The letter from Prentice Capital Wednesday regarding the matter of Johnson’s board nomination said, “At a minimum, we trust that confidentiality, recusal and other appropriate screening wall procedures — at both companies — will be established to address and prevent any such conflicts of interest or the appearance of any impropriety.”
Christopher & Banks has also been under attack from an activist investor, Macellum Capital Management. The board of directors was overhauled in March when six members left and four new members were installed. The chain’s same-store sales dropped 3.4 percent in the fiscal fourth quarter and the stock has dropped over 50 percent over the past year.
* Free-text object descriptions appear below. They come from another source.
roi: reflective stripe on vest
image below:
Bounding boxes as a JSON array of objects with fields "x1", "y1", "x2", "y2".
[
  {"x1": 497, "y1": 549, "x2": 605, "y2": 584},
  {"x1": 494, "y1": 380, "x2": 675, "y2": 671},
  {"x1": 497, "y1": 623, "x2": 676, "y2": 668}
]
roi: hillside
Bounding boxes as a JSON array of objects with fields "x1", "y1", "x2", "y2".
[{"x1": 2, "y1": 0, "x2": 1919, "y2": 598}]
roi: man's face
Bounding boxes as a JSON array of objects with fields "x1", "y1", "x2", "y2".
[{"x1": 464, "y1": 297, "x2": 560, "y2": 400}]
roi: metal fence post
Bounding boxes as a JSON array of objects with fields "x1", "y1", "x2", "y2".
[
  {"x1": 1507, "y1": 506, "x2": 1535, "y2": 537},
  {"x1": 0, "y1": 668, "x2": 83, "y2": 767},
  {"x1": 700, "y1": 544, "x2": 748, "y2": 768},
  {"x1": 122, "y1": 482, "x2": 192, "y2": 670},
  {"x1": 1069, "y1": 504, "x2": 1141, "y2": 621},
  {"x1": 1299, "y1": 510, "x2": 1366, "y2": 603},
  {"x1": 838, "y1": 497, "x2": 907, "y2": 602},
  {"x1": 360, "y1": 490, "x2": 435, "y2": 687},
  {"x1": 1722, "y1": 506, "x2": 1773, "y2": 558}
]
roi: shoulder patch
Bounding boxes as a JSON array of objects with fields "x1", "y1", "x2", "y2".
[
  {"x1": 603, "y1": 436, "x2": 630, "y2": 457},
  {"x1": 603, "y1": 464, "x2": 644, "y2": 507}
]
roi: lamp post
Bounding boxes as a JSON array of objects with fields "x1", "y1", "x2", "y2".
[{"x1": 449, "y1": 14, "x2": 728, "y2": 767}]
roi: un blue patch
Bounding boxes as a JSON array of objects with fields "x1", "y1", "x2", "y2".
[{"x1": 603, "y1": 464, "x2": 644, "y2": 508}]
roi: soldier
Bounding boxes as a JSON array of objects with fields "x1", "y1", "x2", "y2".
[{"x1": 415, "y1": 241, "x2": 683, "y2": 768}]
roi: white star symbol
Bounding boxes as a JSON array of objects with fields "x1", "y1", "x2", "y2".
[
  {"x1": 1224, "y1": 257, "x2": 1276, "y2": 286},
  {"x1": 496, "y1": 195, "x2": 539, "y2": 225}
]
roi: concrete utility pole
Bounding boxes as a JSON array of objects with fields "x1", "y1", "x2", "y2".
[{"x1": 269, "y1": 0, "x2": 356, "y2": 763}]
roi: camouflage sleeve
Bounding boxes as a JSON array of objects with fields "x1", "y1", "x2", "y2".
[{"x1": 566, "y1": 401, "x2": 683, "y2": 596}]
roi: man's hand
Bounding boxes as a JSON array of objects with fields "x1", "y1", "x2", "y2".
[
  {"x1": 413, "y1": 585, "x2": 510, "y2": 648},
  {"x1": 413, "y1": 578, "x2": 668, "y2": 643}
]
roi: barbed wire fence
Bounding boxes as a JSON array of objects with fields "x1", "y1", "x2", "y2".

In addition to being concerned about Johnson joining the Board and Christopher & Banks and potentially sharing information about deals, Zimmerman once again asked to see Bebe’s shareholder records. He wrote, “As you know, Inspecting Stockholder has an absolute and unqualified right to inspect and copy these records, which must be made available to Inspecting Stockholder on or before the fifth business day after this demand is received.”
Zimmerman said that if Bebe fails to provide the records within 5 days, then the California Corporations Code permits an order compelling the inspection of the records.
Bebe’s last public comment towards Prentice Capital was to ask Mr. Zimmerman to sign a non-disclosure agreement. At that point, Bebe chief executive officer Manny Mashouf said he would answer all of Zimmerman’s questions and alleviate his concerns. Zimmerman has said he doesn’t want to be treated any differently and won’t sign any such agreement.
“I don’t want them to tell me anything they won’t tell the other shareholder,” Zimmerman said. “I’m representing the minority.”